The car's official public debut was on January 8, 1955, at the Chicago Auto Show; it had been shown to the press at the city's Congress Hotel on January 5. While being displayed elsewhere in the U.S. that spring, the Futura was seen by the country's television audience on Today ("The Today Show") on March 3, 1955. The Futura's styling was original by 1950s standards — with a double, clear-plastic canopy top, exaggerated hooded headlight pods, and very large, outward-canted tailfins. Nevertheless, the Futura had a complete powertrain and was fully operable, in contrast to many show cars. Its original color was white, and was one of the first pearlescent color treatments, using ground pearl to achieve the paint effect. The Futura was powered by a 368 cubic inch Lincoln engine and powertrain; the chassis derived from a Continental Mark II.
The Futura was a success as a show car, garnering favorable publicity for Ford. It was released as a model kit and a toy, and, in a much more subdued form, its headlight and tailfin motifs would appear on production Lincolns for 1956 and 1957, such as the Lincoln Premiere and Lincoln Capri. The concave front grille inspired the grille on the 1960 Mercury Monterey and the 1960 Ford Galaxie.
The Futura played a prominent part in the 1959 movie It Started with a Kiss, starring Debbie Reynolds and Glenn Ford. For the movie, it was painted red, as the white pearlescent finish did not photograph well.
The red-painted car is also seen in Ford's 1961 promotional film "The Secret Door." The film's looking inside Ford's Styling Center includes footage of the Futura on the test track and in the wind tunnel.
The concept car was subsequently sold to auto customizer George Barris. Having originally cost $250,000, the Futura was sold to Barris for $1.00 and "other valuable consideration" by Ford Motor Company. As the car was never titled and was therefore uninsurable, it was parked behind Barris' shop, sitting idle and deteriorating for several years.
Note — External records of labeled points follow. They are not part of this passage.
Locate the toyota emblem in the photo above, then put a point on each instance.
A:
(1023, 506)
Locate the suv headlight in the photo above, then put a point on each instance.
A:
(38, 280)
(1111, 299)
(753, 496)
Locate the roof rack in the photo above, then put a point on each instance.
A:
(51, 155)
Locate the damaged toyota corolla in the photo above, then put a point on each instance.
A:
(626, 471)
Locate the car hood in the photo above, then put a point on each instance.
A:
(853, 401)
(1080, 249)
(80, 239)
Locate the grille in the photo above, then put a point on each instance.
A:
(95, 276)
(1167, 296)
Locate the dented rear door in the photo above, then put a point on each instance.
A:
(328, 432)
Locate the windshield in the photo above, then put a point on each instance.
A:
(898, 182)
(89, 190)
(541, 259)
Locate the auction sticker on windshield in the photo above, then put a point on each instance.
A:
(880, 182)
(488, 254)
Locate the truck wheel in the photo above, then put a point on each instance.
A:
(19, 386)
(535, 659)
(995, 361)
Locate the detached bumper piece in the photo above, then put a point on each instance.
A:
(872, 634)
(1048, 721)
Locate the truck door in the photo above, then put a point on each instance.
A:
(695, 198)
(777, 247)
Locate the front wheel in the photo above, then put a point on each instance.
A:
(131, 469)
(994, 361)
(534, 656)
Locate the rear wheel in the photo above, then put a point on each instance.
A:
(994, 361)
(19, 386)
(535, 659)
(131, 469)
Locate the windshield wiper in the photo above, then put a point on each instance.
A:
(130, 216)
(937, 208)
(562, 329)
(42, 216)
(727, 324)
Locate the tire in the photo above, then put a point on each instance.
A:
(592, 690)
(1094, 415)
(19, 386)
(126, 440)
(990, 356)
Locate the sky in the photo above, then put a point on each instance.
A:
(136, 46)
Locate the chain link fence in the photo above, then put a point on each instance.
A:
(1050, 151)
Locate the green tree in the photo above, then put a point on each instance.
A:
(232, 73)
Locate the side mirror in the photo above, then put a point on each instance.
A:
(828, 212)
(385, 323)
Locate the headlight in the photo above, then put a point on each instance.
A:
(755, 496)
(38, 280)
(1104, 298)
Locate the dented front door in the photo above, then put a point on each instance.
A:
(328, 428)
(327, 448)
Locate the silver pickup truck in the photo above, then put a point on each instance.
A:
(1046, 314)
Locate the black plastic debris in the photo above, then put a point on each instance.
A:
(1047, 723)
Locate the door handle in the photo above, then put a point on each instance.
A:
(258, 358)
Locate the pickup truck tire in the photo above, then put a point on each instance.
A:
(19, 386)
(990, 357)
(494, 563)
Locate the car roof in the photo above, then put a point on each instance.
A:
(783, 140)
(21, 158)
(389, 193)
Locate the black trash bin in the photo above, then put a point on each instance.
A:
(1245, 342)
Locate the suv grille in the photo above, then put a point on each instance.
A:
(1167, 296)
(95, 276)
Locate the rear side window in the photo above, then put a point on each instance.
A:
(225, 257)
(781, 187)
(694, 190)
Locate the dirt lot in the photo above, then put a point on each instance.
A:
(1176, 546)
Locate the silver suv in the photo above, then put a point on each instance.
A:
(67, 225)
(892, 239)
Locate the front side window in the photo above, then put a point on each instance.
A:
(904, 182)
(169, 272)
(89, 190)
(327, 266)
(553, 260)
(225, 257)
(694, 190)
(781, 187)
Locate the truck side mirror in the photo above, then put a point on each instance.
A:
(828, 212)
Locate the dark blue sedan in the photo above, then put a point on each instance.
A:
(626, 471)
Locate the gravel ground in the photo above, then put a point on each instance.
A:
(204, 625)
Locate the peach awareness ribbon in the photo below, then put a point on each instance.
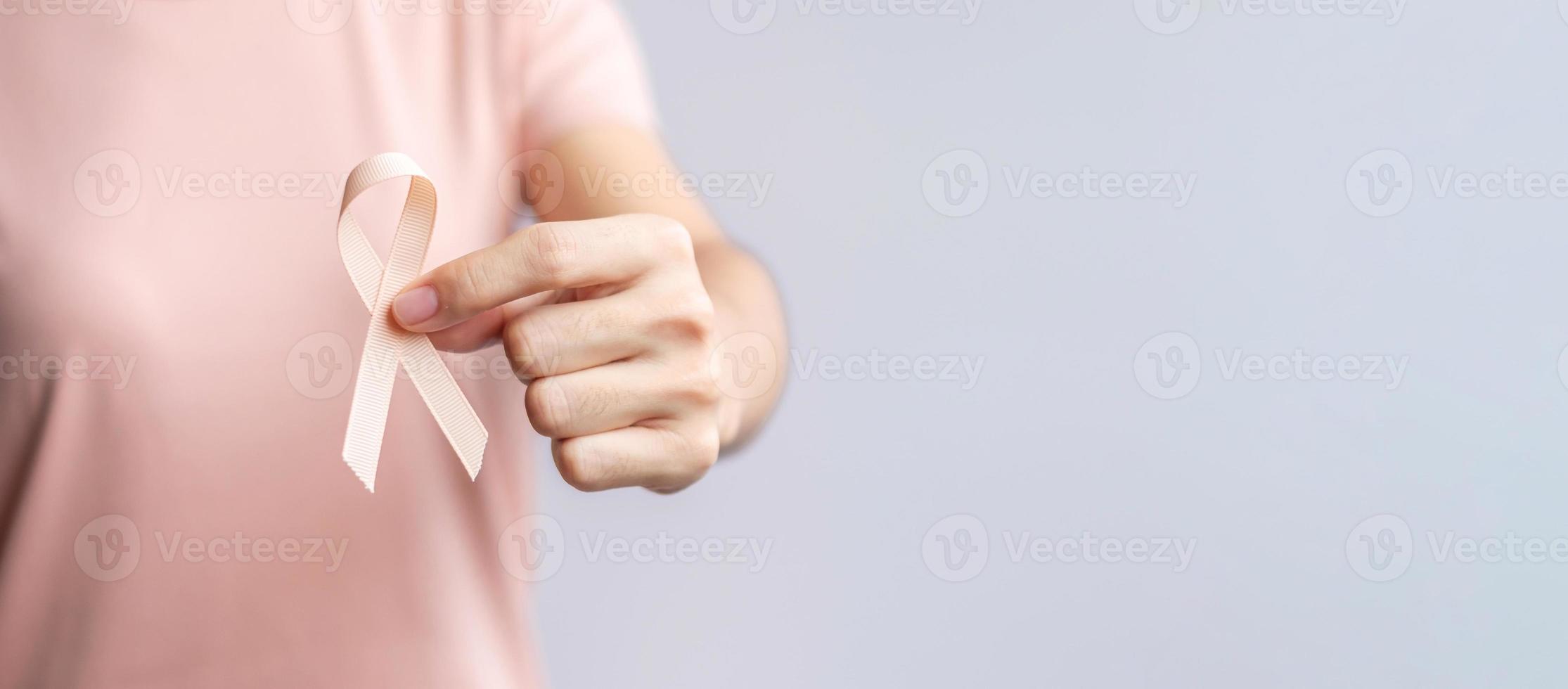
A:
(386, 346)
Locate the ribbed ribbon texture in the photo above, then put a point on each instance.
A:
(386, 346)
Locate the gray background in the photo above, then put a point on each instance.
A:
(1058, 437)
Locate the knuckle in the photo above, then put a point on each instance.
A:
(532, 346)
(548, 406)
(669, 234)
(584, 467)
(579, 468)
(697, 388)
(466, 280)
(554, 250)
(701, 453)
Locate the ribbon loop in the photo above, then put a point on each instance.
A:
(386, 346)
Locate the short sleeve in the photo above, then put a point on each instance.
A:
(584, 70)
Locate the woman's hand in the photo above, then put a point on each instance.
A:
(615, 349)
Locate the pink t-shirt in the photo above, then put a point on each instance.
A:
(178, 336)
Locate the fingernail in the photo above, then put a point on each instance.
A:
(414, 307)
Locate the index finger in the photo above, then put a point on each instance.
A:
(543, 258)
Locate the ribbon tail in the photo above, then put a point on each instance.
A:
(452, 410)
(367, 415)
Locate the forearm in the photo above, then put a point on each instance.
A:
(750, 335)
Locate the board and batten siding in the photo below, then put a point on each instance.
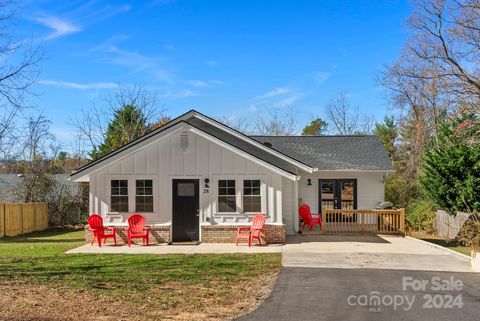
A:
(370, 191)
(164, 160)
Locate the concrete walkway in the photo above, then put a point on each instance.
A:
(339, 278)
(372, 252)
(203, 248)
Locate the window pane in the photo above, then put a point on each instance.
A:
(186, 189)
(252, 204)
(227, 201)
(227, 204)
(119, 195)
(119, 203)
(144, 203)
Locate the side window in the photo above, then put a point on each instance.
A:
(144, 195)
(119, 195)
(252, 200)
(227, 201)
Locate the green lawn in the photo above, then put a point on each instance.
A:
(451, 245)
(39, 259)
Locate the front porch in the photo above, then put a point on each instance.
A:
(202, 248)
(361, 222)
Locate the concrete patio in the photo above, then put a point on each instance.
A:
(203, 248)
(373, 252)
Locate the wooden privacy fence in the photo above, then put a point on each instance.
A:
(448, 225)
(21, 218)
(364, 221)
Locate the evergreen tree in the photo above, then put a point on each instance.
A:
(451, 170)
(128, 123)
(316, 127)
(387, 131)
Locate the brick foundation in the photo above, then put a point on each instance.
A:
(210, 234)
(228, 233)
(158, 234)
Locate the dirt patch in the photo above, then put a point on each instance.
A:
(22, 302)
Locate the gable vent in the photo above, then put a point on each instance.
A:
(183, 142)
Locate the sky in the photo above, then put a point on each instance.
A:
(232, 59)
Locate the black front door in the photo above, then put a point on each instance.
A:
(338, 193)
(185, 219)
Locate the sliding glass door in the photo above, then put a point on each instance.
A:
(338, 194)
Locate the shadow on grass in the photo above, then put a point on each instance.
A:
(43, 237)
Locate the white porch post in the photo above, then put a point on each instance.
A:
(295, 204)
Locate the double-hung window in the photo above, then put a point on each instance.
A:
(119, 195)
(144, 195)
(252, 199)
(227, 199)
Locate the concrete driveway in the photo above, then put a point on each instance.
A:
(370, 278)
(372, 252)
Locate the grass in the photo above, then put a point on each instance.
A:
(39, 259)
(449, 244)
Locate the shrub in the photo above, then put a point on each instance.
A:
(451, 173)
(421, 214)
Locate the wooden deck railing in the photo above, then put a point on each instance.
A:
(364, 221)
(21, 218)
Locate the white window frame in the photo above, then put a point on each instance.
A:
(217, 196)
(135, 194)
(239, 193)
(131, 193)
(261, 196)
(110, 211)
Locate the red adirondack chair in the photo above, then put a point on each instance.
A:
(308, 219)
(95, 223)
(253, 231)
(137, 229)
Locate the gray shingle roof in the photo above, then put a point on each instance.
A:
(360, 152)
(322, 152)
(241, 144)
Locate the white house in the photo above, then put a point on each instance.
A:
(195, 179)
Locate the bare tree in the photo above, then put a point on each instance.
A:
(342, 115)
(445, 46)
(93, 122)
(277, 123)
(38, 145)
(18, 72)
(239, 124)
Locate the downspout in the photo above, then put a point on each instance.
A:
(295, 203)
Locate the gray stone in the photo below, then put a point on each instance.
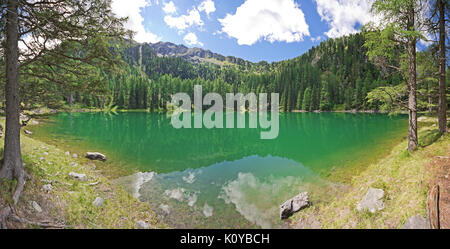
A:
(293, 205)
(141, 225)
(417, 222)
(80, 177)
(98, 202)
(95, 156)
(372, 201)
(73, 164)
(47, 187)
(36, 206)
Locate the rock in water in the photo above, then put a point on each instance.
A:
(293, 205)
(372, 201)
(36, 206)
(95, 156)
(80, 177)
(98, 202)
(416, 222)
(141, 225)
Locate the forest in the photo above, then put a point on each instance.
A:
(334, 76)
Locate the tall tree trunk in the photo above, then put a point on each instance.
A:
(412, 102)
(12, 161)
(442, 116)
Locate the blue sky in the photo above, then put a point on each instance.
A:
(255, 30)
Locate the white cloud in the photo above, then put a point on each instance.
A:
(132, 9)
(343, 15)
(184, 21)
(169, 8)
(280, 20)
(191, 39)
(317, 38)
(207, 6)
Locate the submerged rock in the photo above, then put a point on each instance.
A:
(165, 208)
(417, 222)
(372, 201)
(95, 156)
(293, 205)
(79, 177)
(141, 225)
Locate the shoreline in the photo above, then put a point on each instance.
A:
(299, 220)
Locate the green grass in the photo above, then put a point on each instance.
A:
(45, 162)
(402, 175)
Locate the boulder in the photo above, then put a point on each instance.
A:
(294, 205)
(141, 225)
(372, 201)
(417, 222)
(95, 156)
(47, 187)
(79, 177)
(98, 202)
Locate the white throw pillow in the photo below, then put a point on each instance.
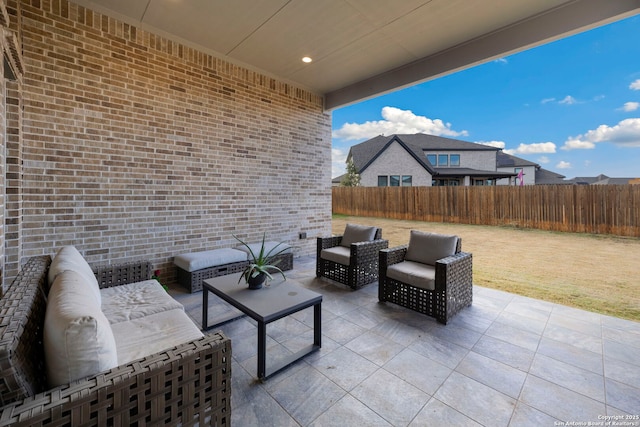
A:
(68, 258)
(78, 341)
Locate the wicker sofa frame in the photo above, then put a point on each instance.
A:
(192, 280)
(187, 385)
(453, 287)
(363, 268)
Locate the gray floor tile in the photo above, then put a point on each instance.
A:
(569, 376)
(621, 351)
(397, 401)
(375, 348)
(572, 355)
(492, 373)
(535, 326)
(381, 364)
(436, 413)
(526, 416)
(623, 397)
(419, 371)
(476, 400)
(456, 334)
(560, 402)
(505, 352)
(398, 332)
(443, 351)
(345, 368)
(587, 327)
(622, 372)
(349, 411)
(514, 335)
(626, 337)
(342, 331)
(306, 395)
(575, 338)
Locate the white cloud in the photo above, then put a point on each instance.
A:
(625, 134)
(396, 121)
(496, 144)
(630, 106)
(338, 162)
(535, 148)
(568, 100)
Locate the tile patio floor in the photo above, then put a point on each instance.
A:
(505, 361)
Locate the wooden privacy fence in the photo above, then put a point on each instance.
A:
(600, 209)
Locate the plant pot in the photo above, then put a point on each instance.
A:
(256, 282)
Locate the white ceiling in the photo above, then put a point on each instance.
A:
(362, 48)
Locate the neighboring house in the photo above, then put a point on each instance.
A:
(532, 173)
(335, 182)
(586, 180)
(425, 160)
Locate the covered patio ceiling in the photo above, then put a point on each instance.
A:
(363, 48)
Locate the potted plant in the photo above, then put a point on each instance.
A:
(261, 264)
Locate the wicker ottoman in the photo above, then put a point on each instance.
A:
(195, 267)
(284, 261)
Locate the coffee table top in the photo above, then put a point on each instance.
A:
(279, 299)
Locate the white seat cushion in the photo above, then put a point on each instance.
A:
(78, 340)
(134, 300)
(198, 260)
(151, 334)
(354, 233)
(68, 258)
(273, 247)
(414, 273)
(338, 254)
(427, 248)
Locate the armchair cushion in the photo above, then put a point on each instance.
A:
(338, 254)
(427, 248)
(414, 273)
(354, 233)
The Lincoln Futura was also included in DLC: Vegas Pack of Mafia II as "Jefferson Futura".
The 1994 NBC TV series VIPER featured a red 1955 Lincoln Futura called "The Baxley". Season 1 Episode 8. The car creator stole it after it was recovered by construction workers. There was quite a bit of film featuring the vehicle. Even a chase between the VIPER Defender and the Futura. There is a youtube video available of the chase.